The Affordable Care Act's Section 1557 prohibits discrimination by healthcare entities receiving federal financial assistance — which includes most hospitals and many private providers — and has been interpreted to require accessible websites and patient portals. The ADA prohibits healthcare providers from denying services to people with disabilities, and digital health tools are increasingly considered part of the service delivery. The 21st Century Cures Act mandates patient access to electronic health information, which must be provided in accessible formats.

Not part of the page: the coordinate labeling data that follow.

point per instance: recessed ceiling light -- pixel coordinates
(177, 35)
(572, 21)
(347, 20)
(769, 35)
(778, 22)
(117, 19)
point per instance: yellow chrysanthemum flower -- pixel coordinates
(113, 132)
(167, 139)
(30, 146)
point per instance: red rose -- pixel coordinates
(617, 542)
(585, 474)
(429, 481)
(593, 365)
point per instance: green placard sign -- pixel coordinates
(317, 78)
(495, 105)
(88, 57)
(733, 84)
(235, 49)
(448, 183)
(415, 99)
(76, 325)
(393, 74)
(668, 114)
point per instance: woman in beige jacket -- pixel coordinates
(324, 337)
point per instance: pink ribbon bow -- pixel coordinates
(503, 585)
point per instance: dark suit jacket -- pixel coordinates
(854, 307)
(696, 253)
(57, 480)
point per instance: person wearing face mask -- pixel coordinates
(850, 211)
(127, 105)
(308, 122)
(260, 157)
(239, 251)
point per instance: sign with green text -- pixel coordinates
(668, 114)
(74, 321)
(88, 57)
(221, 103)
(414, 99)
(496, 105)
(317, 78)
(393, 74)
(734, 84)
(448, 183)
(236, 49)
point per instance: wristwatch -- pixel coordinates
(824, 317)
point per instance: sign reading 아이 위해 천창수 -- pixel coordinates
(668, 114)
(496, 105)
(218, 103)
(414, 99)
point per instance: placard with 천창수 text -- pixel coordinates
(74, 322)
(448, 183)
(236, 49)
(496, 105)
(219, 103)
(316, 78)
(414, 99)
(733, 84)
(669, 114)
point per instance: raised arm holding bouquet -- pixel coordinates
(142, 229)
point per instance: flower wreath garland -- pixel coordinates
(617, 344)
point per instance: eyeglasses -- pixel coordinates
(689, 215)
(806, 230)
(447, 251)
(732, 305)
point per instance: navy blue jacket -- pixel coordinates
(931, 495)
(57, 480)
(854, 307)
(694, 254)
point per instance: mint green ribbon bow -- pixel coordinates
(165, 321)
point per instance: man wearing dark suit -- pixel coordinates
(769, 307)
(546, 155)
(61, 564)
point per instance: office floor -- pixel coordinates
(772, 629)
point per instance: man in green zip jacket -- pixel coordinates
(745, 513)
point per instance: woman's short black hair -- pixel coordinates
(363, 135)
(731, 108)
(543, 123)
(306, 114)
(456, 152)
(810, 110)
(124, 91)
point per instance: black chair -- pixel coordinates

Telehealth exploded during the COVID-19 pandemic and has become a permanent fixture of healthcare delivery. Telehealth platforms that are inaccessible to patients who are deaf, hard of hearing, or have visual impairments create substantial access barriers to care. Healthcare organizations must ensure their video visit platforms, patient communication tools, and health management apps meet WCAG accessibility standards.

Applicable Regulations

  • ACA Section 1557 (healthcare entities receiving federal funds)
  • ADA Title III (private healthcare providers)
  • Section 504 of the Rehabilitation Act (federally funded programs)
  • HIPAA (patient data privacy and security — must be compatible with accessibility)
  • 21st Century Cures Act (patient access to electronic health information)
  • CMS requirements for Medicare/Medicaid participating providers
  • Section 508 (federal healthcare agencies: VA, HHS, CMS)

Common Challenges

  • Patient portals with complex authentication flows that may conflict with accessible authentication requirements
  • Medical form complexity — detailed health histories, medication lists, insurance information
  • HIPAA-compliant accessible messaging and video visit platforms
  • Legacy electronic health record (EHR) systems with limited accessibility in their patient-facing portals
  • Medical imaging and diagnostic reports requiring accessible descriptions
  • Health literacy challenges compounding with accessibility barriers for patients with cognitive disabilities
  • Third-party scheduling and billing systems that healthcare providers cannot directly control
  • Accessible emergency health information — particularly urgent and time-sensitive content

Best Practices

  • Implement WCAG 2.1 AA for all patient-facing digital properties including patient portals and mobile apps
  • Provide captioning and ASL interpretation options on telehealth platforms
  • Use plain language for patient instructions, medication guides, and health education content
  • Ensure appointment scheduling and patient messaging are fully keyboard-accessible
  • Test patient portals with actual patients with disabilities as part of user acceptance testing
  • Provide alternative contact methods (phone, in-person) for patients who cannot use digital tools
  • Make accessible PDF health forms available and provide assistance for patients who need it
  • Train clinical and administrative staff on disability communication etiquette
  • Include accessibility requirements in EHR and patient portal vendor contracts

How VPATify Helps

Healthcare organizations use VPATify to audit their patient-facing digital properties — from patient portals and appointment scheduling to telehealth platforms and health content. Automated WCAG scanning identifies accessibility barriers before they result in patient complaints or regulatory scrutiny under Section 1557 or ADA Title III.

VPATify's ACR export provides documentation that healthcare compliance officers can attach to vendor assessments, ADA Section 504/1557 compliance reports, and responses to patient accessibility complaints. For healthcare IT teams evaluating patient portal vendors, VPATify enables rapid VPAT validation to ensure vendor conformance claims are accurate.